A candidatura da Covilhã a Cidade Criativa da UNESCO em Design é o corolário natural da importância que a indústria de lanifícios tem representado na história da cidade. O respetivo Plano de Ação 2022-2024 é vasto, diverso nas temáticas e culturalmente robusto, e respeita de forma transversal o embrião desta candidatura, a indústria da lã da Covilhã e o design que no seu âmago foi sendo desenvolvido, extravasando para a cidade e região, influenciando os seus modos de vida, mas também se constituindo numa fértil herança cultural, económica, social e técnica e, por isso, numa inesgotável fonte de inspiração.

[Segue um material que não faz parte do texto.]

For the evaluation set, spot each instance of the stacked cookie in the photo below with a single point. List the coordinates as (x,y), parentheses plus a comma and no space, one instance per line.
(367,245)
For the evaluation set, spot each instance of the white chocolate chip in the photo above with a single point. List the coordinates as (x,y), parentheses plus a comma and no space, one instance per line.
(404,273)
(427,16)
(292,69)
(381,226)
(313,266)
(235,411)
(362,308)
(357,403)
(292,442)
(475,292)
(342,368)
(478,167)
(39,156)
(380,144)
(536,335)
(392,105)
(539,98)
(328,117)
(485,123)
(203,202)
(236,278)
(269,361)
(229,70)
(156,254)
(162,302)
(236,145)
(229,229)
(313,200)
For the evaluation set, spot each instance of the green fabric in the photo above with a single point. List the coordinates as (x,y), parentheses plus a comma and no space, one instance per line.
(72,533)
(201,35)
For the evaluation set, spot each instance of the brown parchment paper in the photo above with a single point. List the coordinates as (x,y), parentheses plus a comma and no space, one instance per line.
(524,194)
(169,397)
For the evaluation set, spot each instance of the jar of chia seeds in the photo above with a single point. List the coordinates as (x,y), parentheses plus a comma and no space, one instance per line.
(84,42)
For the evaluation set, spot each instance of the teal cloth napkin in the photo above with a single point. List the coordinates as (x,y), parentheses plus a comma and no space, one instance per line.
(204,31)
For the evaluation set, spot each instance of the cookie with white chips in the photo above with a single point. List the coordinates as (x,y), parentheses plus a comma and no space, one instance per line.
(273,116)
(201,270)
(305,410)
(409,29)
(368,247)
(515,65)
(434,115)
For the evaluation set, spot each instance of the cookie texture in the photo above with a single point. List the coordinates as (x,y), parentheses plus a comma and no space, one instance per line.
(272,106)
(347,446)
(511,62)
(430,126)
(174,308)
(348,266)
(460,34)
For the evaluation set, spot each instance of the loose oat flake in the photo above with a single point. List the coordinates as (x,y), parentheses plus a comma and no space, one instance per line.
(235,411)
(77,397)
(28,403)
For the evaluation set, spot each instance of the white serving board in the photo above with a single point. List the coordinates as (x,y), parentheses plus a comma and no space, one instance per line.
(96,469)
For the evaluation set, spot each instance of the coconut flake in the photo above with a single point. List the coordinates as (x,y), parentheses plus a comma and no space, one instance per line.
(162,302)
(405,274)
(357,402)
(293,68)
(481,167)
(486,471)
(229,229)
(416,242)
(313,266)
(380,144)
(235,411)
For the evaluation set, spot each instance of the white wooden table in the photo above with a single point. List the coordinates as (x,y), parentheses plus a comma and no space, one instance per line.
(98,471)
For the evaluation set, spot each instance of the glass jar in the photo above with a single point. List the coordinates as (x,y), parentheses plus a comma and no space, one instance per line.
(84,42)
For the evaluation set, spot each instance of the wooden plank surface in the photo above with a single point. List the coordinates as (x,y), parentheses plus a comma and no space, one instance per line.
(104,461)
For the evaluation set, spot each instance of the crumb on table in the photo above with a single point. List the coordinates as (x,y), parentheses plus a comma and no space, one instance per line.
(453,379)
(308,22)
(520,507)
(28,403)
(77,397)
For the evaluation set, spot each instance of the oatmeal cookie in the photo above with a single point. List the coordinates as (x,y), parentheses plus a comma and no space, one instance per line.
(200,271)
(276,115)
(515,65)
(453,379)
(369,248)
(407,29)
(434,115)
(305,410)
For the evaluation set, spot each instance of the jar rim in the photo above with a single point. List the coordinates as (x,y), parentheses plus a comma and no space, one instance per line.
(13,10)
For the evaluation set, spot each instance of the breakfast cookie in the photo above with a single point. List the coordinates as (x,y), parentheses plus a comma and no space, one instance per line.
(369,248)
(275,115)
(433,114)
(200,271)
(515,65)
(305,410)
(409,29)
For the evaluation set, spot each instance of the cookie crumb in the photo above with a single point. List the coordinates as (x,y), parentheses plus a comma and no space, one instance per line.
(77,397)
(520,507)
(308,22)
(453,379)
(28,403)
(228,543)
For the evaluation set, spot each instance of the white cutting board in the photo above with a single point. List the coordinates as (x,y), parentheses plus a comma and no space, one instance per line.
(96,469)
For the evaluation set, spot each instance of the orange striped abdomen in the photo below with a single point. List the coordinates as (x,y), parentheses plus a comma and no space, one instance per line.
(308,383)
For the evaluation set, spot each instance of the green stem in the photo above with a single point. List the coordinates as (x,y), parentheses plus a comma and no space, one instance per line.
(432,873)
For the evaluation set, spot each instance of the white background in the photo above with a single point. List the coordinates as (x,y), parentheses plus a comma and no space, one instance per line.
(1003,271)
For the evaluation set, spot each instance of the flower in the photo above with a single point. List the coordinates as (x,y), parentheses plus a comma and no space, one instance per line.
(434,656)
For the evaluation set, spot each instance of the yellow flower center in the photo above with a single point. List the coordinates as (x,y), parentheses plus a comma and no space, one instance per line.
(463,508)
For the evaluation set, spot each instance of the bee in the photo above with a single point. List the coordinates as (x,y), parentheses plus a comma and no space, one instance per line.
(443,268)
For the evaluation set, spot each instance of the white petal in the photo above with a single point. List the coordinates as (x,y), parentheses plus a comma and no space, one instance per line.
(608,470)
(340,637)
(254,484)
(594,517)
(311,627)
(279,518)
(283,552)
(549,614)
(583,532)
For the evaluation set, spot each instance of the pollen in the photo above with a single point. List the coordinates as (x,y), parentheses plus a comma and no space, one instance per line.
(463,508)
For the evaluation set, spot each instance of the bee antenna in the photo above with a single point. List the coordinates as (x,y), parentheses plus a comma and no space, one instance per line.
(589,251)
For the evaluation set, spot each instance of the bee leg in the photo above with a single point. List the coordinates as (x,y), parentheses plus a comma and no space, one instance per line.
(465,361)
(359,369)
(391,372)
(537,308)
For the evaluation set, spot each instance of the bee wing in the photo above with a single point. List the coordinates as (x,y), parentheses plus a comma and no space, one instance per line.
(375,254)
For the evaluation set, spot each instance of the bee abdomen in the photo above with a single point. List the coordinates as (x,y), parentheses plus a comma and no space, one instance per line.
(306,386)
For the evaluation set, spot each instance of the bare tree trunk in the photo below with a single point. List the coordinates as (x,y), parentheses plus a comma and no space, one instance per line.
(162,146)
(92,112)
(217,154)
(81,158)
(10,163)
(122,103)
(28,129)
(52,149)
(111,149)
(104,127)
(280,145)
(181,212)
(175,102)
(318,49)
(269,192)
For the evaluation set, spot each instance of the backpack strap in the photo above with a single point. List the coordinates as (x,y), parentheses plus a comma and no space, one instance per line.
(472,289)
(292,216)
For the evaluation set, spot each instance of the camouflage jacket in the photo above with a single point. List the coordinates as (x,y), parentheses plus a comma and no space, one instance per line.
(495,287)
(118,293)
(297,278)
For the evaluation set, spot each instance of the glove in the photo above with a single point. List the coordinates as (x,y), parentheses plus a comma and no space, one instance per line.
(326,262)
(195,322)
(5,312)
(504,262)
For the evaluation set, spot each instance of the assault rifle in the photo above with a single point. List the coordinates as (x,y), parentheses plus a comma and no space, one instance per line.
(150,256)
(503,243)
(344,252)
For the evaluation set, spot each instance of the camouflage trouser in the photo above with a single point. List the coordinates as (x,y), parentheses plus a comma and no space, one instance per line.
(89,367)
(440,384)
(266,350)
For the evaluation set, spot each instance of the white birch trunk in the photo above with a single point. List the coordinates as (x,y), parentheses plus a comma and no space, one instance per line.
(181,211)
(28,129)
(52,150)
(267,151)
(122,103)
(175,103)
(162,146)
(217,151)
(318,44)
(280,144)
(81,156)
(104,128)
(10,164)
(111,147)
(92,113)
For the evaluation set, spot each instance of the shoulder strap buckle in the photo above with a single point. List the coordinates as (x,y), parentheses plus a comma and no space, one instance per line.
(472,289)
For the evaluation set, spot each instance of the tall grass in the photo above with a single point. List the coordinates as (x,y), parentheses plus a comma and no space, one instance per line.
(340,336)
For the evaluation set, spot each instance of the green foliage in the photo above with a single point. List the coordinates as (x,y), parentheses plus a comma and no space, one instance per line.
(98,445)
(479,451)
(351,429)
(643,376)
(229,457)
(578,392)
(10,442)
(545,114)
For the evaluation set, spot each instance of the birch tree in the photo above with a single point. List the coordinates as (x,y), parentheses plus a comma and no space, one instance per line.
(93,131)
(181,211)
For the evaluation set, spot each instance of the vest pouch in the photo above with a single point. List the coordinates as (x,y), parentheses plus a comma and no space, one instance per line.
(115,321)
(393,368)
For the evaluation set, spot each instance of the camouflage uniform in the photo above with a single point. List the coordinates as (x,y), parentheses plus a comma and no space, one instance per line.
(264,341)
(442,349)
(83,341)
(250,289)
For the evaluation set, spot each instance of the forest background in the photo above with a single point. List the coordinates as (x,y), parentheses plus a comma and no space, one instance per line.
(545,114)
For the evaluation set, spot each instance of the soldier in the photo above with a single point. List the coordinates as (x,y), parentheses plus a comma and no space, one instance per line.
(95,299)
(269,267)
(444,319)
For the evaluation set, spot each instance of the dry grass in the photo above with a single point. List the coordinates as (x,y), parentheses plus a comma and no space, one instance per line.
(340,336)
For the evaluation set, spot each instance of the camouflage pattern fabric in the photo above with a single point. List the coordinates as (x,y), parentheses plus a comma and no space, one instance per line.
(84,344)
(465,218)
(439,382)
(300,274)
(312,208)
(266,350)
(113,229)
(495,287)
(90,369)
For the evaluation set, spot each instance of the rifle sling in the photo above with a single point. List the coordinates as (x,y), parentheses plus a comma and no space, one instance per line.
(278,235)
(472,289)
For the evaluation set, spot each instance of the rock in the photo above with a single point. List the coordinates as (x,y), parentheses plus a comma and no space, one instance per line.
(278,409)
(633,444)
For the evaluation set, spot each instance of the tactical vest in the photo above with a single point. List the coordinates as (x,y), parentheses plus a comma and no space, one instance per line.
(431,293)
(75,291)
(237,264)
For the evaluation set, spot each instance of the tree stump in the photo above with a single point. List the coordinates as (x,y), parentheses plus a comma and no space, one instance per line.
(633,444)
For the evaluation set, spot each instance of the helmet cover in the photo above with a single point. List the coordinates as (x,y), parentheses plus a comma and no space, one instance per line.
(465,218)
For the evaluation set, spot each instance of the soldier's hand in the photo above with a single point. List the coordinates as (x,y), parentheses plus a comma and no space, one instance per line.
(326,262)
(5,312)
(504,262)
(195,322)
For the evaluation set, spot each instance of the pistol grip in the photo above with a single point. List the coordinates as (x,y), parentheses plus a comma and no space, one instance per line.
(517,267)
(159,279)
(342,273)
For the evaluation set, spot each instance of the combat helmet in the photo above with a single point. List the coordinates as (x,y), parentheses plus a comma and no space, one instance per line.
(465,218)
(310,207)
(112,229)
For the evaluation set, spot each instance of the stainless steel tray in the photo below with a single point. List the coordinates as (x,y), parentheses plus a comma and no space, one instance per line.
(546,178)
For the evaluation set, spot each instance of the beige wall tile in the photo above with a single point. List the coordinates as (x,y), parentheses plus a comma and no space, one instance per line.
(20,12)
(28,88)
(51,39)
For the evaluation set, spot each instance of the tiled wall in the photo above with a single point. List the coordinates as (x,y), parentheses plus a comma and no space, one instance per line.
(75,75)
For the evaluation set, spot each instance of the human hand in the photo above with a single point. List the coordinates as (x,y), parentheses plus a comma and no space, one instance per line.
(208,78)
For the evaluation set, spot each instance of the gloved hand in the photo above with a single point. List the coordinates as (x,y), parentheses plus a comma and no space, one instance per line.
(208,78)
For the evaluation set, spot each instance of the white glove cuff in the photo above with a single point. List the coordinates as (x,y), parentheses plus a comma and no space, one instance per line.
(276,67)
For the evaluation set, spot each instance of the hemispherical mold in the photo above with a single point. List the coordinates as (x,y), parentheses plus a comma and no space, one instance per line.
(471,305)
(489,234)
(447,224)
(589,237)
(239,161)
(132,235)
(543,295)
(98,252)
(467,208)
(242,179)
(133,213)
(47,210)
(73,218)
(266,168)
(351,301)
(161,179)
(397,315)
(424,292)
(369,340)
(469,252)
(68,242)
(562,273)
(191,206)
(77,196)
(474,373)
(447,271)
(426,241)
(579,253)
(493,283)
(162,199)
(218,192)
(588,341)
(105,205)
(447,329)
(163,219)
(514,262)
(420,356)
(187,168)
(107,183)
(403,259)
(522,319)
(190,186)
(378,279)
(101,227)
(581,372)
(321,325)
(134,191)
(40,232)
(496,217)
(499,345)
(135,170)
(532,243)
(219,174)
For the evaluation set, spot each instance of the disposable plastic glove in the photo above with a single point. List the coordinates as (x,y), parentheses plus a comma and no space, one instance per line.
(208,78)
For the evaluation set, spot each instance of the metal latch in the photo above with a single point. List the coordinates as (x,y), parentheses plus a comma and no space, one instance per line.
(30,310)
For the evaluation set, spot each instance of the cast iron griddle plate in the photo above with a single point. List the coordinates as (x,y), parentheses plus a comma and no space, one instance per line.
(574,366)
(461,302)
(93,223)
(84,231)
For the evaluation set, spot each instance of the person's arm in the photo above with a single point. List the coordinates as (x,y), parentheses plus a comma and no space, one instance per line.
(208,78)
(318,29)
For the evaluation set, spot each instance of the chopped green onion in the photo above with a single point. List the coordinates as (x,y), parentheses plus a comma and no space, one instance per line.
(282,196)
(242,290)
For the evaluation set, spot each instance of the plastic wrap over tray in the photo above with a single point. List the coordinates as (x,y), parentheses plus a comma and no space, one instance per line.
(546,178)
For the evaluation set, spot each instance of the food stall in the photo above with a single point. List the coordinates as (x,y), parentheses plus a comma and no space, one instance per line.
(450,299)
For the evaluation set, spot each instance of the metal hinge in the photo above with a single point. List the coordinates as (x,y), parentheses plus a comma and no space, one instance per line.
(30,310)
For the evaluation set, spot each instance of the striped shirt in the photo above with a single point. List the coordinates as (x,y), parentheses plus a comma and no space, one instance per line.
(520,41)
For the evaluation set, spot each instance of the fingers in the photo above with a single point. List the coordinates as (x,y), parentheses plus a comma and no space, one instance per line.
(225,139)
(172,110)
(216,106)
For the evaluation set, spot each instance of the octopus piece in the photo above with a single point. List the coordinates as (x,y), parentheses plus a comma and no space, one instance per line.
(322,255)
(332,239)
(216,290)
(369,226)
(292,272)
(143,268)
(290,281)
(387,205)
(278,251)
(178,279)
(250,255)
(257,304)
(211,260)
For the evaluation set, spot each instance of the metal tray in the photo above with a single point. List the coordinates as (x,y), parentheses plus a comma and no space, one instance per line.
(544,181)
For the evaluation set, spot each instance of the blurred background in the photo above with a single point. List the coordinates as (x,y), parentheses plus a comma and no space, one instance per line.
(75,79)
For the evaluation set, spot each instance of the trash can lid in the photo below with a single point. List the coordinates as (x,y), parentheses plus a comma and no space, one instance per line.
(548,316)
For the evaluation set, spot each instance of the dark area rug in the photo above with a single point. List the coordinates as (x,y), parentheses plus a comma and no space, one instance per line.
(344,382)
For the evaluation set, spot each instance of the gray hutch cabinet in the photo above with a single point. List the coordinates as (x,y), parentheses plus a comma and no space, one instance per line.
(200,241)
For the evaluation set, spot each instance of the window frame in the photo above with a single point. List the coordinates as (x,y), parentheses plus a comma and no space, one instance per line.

O debuxo dos tecidos tem sido reconhecido ao longo dos anos como a alma da atividade industrial, influenciando por osmose o comportamento da sociedade. Assim, o design tem estado presente nas fábricas e na cidade, de uma forma espontânea, genuína e orgânica, embora sem se ter essa consciência, numa altura em que a intervenção do design não tinha ainda a intensidade e abrangência que tem hoje.

Com efeito, durante muitas décadas o projeto dos tecidos de lã foi gerido pelos debuxadores que se destacavam na classe por serem os de maior sucesso no mercado e que assumiam, aos olhos de hoje, o papel de “designers”. O projeto dos tecidos de lã constitui uma envolvência única de processos de design, desde logo visando a satisfação dos consumidores e a competitividade das empresas, assentando no desenvolvimento técnico e estético, que para além das mais evidentes, os padrões e o debuxo, contempla intervenções fantásticas de conhecimento intrínseco, mas também de sensibilidade experimental. Para ilustrar, refiram-se a elaboração iterativa das mesclas até às cores idealizadas; a subtil intensidade de feltragem dos tecidos de lã para alcançar o desejado design de superfície; a definição do toque e do cair dos tecidos, que transporta para uma atmosfera de emoções dominada pelos sentidos, resultando da mediação do design entre a sensibilidade estética do debuxador e os seus conhecimentos técnicos; a reutilização de desperdícios pré e pós-consumo, antecipando os conceitos de sustentabilidade e economia circular, através, por exemplo, da introdução do desperdício da penteação, constituído por fibras curtas, na composição de fios cardados.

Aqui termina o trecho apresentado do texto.